Sophie Schbath
INRA, Unité de Biométrie, F78352
Jouy-en-Josas Cedex, France
A complete physical map of the DNA of an organism consists of ordered overlapping clones spanning the entire genome. Such a map is a useful tool for further genetic analyses, like gene location or sequencing of specific regions in the genome. A large number of clones are chosen at random from a library and several approaches can be used to infer overlaps between clones. For our purpose, we have an additional library of random anchors, small DNA sequences that occur exactly one in the genome, and two clones overlap if they contain a common anchor. The anchored clones are then linked into islands.

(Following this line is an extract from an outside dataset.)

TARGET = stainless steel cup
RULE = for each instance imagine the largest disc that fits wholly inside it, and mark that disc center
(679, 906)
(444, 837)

To plan a physical mapping project, it is important to study the distribution of islands with respect to the number of clones and anchors used. For instance, the main quantities of interest are the mean number of islands, the mean length of islands and the mean proportion of the genome covered by islands. In a previous work, Arratia et al. (1991) gave such analysis modeling the processes of clone locations and anchor locations by stationary processes. Because of inhomogeneities involved in this problem, due for instance to the cloning bias, we provide general results allowing to predict progress in such a mapping project when clones and anchors are not homogeneously distributed along the genome. An application of our results on two simple non-homogeneous models reveals that using homogeneous processes for clones and anchors provides an overly optimistic assessment to the progress of the mapping project.
References
Arratia, R., Lander, E. S., Tavaré, S. and Waterman, M. S. (1991). Genomic mapping by anchoring random clones: A mathematical analysis. Genomics 11 806-827.